Japan Just Upheld a Law That Requires Women to Have the Same Name as Their Husbands
The number of American women keeping their last names is on the rise and a conversation about this gendered norm has undeniably grown in recent years. But this Western reality is hardly universal. In fact, it's been illegal for Japanese women to have a last name different from their husbands' since the 19th century — a ruling that, though recently called into question, was just upheld, the Guardian reported Wednesday.
The decision was the result of a lawsuit filed by five Japanese women who argued the law is unconstitutional and violates married couples' civil rights, according to the Guardian. While Japanese men can technically change their last name to their wives' maiden names, only 4% do, and Japanese women who use their maiden name professionally are burdened with extra barriers due to the discrepancy from their legal name, according to the Wall Street Journal.

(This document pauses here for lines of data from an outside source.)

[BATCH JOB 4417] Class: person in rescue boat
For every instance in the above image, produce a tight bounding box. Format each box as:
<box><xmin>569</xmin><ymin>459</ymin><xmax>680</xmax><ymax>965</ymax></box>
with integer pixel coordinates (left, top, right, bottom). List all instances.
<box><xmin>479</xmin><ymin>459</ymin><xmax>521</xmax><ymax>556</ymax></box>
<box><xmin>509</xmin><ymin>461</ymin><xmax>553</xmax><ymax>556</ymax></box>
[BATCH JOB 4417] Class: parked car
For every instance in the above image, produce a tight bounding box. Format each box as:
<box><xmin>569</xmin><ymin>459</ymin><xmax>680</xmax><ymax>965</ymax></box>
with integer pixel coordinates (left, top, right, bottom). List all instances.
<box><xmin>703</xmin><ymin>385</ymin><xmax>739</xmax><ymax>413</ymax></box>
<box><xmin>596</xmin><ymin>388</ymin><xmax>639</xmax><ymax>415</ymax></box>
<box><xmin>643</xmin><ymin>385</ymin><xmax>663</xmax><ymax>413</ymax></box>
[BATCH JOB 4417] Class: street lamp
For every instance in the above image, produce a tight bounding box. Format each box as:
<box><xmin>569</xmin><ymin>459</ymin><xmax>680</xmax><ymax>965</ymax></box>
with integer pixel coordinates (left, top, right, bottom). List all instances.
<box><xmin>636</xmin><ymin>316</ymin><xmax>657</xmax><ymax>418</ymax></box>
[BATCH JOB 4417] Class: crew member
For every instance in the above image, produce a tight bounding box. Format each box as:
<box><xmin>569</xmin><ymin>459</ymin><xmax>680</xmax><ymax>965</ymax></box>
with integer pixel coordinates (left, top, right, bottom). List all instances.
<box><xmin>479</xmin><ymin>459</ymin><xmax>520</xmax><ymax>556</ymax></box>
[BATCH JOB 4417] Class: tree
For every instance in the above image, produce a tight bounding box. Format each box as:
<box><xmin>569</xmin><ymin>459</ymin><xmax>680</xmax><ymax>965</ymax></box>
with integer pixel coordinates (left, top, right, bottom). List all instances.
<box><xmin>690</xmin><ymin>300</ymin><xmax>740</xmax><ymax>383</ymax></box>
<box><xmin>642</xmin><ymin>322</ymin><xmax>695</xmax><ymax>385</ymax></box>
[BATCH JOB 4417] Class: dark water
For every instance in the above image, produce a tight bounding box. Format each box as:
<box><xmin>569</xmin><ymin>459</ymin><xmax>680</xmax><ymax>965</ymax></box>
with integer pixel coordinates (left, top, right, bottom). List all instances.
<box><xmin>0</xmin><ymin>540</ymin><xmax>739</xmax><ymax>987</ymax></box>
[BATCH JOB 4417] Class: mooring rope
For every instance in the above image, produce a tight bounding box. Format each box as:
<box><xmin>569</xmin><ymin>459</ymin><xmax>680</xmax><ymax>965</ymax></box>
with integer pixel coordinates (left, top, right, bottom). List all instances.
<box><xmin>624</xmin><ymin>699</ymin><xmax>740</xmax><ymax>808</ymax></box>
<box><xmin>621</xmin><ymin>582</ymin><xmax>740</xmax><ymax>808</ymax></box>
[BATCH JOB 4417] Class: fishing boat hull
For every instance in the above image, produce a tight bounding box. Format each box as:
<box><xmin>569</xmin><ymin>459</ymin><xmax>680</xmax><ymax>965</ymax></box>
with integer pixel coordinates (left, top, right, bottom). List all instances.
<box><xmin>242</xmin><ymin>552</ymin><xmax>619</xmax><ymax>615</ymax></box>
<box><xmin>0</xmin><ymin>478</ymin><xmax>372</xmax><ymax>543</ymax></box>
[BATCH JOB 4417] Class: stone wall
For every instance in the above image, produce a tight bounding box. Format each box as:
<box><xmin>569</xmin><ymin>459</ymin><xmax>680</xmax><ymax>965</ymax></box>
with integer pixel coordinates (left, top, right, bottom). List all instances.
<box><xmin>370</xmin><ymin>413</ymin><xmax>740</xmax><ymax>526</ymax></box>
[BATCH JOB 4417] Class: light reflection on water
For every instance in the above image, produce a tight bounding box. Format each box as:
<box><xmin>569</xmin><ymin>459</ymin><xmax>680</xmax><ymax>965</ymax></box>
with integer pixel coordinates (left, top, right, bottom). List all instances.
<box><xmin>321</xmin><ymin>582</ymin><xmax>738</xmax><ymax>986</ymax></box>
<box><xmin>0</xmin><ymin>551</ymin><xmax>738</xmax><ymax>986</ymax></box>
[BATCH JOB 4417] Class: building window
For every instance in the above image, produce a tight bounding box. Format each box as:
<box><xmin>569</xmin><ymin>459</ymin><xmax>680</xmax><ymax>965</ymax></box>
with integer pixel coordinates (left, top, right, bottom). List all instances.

While all three women of the 15-member Japanese court, in addition to two male justices, argued that the law violates the nation's constitution, it was upheld Wednesday, the Wall Street Journal reported.
"By losing your surname ... you're being made light of, you're not respected," Kaori Oguni, one of the five women involved in the suit, told the Guardian before the decision was made. "It's as if part of your self vanishes."

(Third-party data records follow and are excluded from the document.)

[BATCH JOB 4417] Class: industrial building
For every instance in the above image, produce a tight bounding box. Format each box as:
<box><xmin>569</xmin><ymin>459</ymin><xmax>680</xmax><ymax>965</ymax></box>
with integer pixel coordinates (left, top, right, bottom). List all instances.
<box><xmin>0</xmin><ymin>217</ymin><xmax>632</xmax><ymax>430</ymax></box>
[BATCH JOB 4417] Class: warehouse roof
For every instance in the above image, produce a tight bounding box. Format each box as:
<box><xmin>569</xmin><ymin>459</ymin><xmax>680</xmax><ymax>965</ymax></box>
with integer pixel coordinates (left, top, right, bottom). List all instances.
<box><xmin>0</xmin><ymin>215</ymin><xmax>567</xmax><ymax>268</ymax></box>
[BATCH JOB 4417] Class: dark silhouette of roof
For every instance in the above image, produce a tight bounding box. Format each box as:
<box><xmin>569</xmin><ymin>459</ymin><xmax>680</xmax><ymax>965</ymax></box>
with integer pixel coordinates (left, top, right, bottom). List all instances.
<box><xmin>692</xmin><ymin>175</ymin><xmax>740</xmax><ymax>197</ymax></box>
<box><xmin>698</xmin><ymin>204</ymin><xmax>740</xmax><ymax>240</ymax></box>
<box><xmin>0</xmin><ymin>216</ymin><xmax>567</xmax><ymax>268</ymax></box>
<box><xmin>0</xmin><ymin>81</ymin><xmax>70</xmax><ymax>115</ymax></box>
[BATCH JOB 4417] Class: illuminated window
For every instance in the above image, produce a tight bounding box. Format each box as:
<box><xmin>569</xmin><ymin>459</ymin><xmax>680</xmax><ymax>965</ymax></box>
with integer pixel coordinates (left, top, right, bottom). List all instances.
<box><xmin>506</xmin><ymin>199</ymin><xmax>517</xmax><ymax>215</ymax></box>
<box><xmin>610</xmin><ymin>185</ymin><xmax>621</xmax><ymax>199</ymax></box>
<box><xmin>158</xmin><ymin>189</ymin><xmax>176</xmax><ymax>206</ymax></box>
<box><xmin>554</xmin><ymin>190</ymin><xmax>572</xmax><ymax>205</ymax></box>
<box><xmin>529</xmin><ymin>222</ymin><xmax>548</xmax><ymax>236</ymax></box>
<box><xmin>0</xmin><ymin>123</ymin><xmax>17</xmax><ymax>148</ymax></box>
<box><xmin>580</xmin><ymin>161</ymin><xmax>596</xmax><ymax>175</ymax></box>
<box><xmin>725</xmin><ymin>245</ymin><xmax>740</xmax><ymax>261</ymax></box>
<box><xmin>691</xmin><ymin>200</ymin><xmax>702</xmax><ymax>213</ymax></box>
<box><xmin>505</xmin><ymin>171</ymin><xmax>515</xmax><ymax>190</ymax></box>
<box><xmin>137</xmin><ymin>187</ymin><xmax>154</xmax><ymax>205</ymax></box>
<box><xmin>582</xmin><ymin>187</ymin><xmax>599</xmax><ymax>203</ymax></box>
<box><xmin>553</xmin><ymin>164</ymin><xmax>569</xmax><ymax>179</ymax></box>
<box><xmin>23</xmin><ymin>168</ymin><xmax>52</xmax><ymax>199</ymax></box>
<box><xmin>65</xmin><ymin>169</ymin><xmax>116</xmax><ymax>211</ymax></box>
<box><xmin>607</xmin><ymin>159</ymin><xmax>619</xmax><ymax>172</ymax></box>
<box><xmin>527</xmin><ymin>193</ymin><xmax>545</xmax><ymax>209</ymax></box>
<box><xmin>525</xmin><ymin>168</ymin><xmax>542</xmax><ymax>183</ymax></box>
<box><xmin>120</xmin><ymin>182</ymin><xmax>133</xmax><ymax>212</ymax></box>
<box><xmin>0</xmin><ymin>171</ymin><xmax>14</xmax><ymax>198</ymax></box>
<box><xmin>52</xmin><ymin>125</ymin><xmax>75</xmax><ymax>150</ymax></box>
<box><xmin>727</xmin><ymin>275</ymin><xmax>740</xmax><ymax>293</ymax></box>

Despite upholding this law, however, the Supreme Court did strike down another law Wednesday that had previously upheld a sexist ban that only prevented women from remarrying within six months of a divorce. The court did still uphold a 100-day waiting period, but it has yet to be approved by Parliament.
These marriage-related rights are hardly the only ones for which Japanese women are still fighting. Many Japanese women face particularly sexist work environments, including maternity leave-based harassment and discrimination, Al Jazeera reported in June. Additionally, though Japan has the third largest economy in the world, it also has second-largest gender wage gap in the Organization for Economic and Development Cooperation, according to the Globalist. In fact, Japan ranks 104 out of 142 countries in terms of gender disparities according to the 2014 Global Gender Gap Report.
Their efforts may have fallen short of a feminist victory this time, but hopefully these women's refusal to accept the status quo will launch future efforts to address sexism that's still evident in the nation.